Source code for ogzaf.income

"""
-----------------------------------------------------------------
Functions for created the matrix of ability levels, e.  This can
only be used for looking at the 25, 50, 70, 80, 90, 99, and 100th
percentiles, as it uses fitted polynomials to those percentiles.
-----------------------------------------------------------------
"""

import numpy as np
import scipy.optimize as opt
import scipy.interpolate as si
from ogcore import parameter_plots as pp



[docs]
def arctan_func(xvals, a, b, c):
    r"""
    This function generates predicted ability levels given data (xvals)
    and parameters a, b, and c, from the following arctan function:

    .. math::
        y = (-a / \pi) * \arctan(b * x + c) + (a / 2)

    Args:
        xvals (Numpy array): data inputs to arctan function
        a (scalar): scale parameter for arctan function
        b (scalar): curvature parameter for arctan function
        c (scalar): shift parameter for arctan function

    Returns:
        yvals (Numpy array): predicted values (output) of arctan
            function

    """
    yvals = (-a / np.pi) * np.arctan(b * xvals + c) + (a / 2)
    return yvals




[docs]
def arctan_deriv_func(xvals, a, b, c):
    r"""
    This function generates predicted derivatives of arctan function
    given data (xvals) and parameters a, b, and c. The functional form
    of the derivative of the function is the following:

    .. math::
        y = - (a * b) / (\pi * (1 + (b * xvals + c)^2))

    Args:
        xvals (Numpy array): data inputs to arctan derivative function
        a (scalar): scale parameter for arctan function
        b (scalar): curvature parameter for arctan function
        c (scalar): shift parameter for arctan function

    Returns:
        yvals (Numpy array): predicted values (output) of arctan
            derivative function

    """
    yvals = -(a * b) / (np.pi * (1 + (b * xvals + c) ** 2))
    return yvals




[docs]
def arc_error(abc_vals, params):
    """
    This function returns a vector of errors in the three criteria on
    which the arctan function is fit to predict extrapolated ability in
    ages 81 to 100.::

        1) The arctan function value at age 80 must match the estimated
           original function value at age 80.
        2) The arctan function slope at age 80 must match the estimated
           original function slope at age 80.
        3) The level of ability at age 100 must be a given fraction
           (abil_deprec) below the ability level at age 80.

    Args:
        abc_vals (tuple): contains (a,b,c)

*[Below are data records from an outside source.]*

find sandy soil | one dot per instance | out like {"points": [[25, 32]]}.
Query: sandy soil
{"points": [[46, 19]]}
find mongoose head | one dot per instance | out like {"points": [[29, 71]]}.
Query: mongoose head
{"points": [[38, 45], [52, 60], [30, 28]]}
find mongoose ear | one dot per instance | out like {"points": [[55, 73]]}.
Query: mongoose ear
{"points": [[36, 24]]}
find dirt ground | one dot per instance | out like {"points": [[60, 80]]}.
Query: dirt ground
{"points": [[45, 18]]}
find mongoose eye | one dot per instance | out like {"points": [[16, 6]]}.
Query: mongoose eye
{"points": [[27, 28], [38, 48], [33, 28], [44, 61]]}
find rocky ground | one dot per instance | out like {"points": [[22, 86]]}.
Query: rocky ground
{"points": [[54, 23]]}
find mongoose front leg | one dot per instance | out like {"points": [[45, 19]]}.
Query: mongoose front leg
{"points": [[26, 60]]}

            * a (scalar): scale parameter for arctan function
            * b (scalar): curvature parameter for arctan function
            * c (scalar): shift parameter for arctan function
        params (tuple): contains (first_point, coef1, coef2, coef3,
            abil_deprec)

            * first_point (scalar): ability level at age 80, > 0
            * coef1 (scalar): coefficient in log ability equation on
                linear term in age
            * coef2 (scalar): coefficient in log ability equation on
                quadratic term in age
            * coef3 (scalar): coefficient in log ability equation on
                cubic term in age
            * abil_deprec (scalar): ability depreciation rate between
                ages 80 and 100, in (0, 1).

    Returns:
        error_vec (Numpy array): errors ([error1, error2, error3])

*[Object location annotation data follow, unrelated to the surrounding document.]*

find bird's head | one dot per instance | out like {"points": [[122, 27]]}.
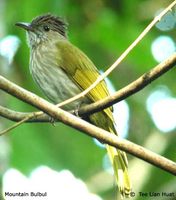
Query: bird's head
{"points": [[44, 28]]}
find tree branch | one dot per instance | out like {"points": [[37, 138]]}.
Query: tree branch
{"points": [[87, 128], [125, 92], [122, 57]]}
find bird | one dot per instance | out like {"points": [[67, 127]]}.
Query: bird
{"points": [[62, 70]]}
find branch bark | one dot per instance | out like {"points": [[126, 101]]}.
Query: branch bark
{"points": [[125, 92], [87, 128]]}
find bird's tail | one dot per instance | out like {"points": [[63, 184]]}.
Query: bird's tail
{"points": [[117, 157]]}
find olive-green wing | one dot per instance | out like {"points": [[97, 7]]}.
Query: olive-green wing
{"points": [[82, 71]]}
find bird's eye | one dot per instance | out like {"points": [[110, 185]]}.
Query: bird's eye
{"points": [[46, 27]]}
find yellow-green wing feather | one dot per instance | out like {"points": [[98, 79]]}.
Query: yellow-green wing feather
{"points": [[83, 73]]}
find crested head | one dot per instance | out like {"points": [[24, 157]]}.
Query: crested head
{"points": [[44, 28], [51, 22]]}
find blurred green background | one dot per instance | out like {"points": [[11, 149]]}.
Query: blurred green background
{"points": [[103, 29]]}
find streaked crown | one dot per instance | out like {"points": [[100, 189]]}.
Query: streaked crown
{"points": [[44, 28]]}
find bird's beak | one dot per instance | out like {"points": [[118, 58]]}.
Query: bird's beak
{"points": [[25, 26]]}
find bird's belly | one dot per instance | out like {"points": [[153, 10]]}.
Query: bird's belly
{"points": [[56, 85]]}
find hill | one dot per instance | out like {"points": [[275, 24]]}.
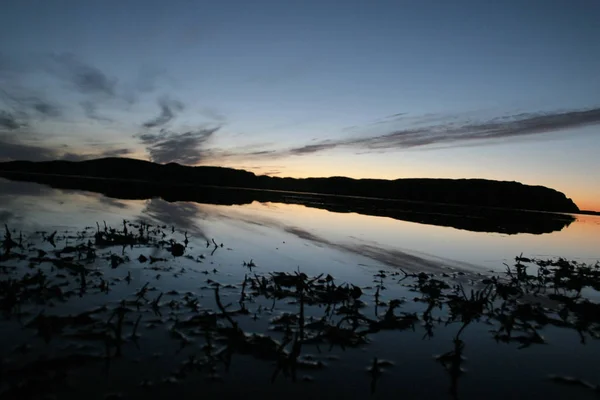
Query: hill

            * error1 (scalar): error between ability level at age 80
                from original function minus the predicted ability at
                age 80 from the arctan function given a, b, and c
            * error2 (scalar): error between the slope of the original
                function at age 80 minus the slope of the arctan
                function at age 80 given a, b, and c
            * error3 (scalar): error between the ability level at age
                100 predicted by the original model value times
                abil_deprec minus the ability predicted by the arctan
                function at age 100 given a, b, and c

    """
    a, b, c = abc_vals
    first_point, coef1, coef2, coef3, abil_deprec = params
    error1 = first_point - arctan_func(80, a, b, c)
    if (3 * coef3 * 80**2 + 2 * coef2 * 80 + coef1) < 0:
        error2 = (
            3 * coef3 * 80**2 + 2 * coef2 * 80 + coef1
        ) * first_point - arctan_deriv_func(80, a, b, c)
    else:
        error2 = -0.02 * first_point - arctan_deriv_func(80, a, b, c)
    error3 = abil_deprec * first_point - arctan_func(100, a, b, c)
    error_vec = np.array([error1, error2, error3])

    return error_vec




[docs]
def arctan_fit(first_point, coef1, coef2, coef3, abil_deprec, init_guesses):
    """
    This function fits an arctan function to the last 20 years of the
    ability levels of a particular ability group to extrapolate
    abilities by trying to match the slope in the 80th year and the
    ability depreciation rate between years 80 and 100.

    Args:
        first_point (scalar): ability level at age 80, > 0
        coef1 (scalar): coefficient in log ability equation on linear
            term in age
        coef2 (scalar): coefficient in log ability equation on
            quadratic term in age
        coef3 (scalar): coefficient in log ability equation on cubic
            term in age
        abil_deprec (scalar): ability depreciation rate between
            ages 80 and 100, in (0, 1)
        init_guesses (Numpy array): initial guesses

    Returns:
        abil_last (Numpy array): extrapolated ability levels for ages
            81 to 100, length 20

    """
    params = [first_point, coef1, coef2, coef3, abil_deprec]
    solution = opt.root(arc_error, init_guesses, args=params, method="lm")
    [a, b, c] = solution.x
    old_ages = np.linspace(81, 100, 20)
    abil_last = arctan_func(old_ages, a, b, c)
    return abil_last




[docs]
def get_e_interp(S, age_wgts, age_wgts_80, abil_wgts, plot_path=None):
    """
    This function takes a source matrix of lifetime earnings profiles
    (abilities, emat) of size (80, 7), where 80 is the number of ages
    and 7 is the number of ability types in the source matrix, and
    interpolates new values of a new S x J sized matrix of abilities
    using linear interpolation. [NOTE: For this application, cubic
    spline interpolation introduces too much curvature.]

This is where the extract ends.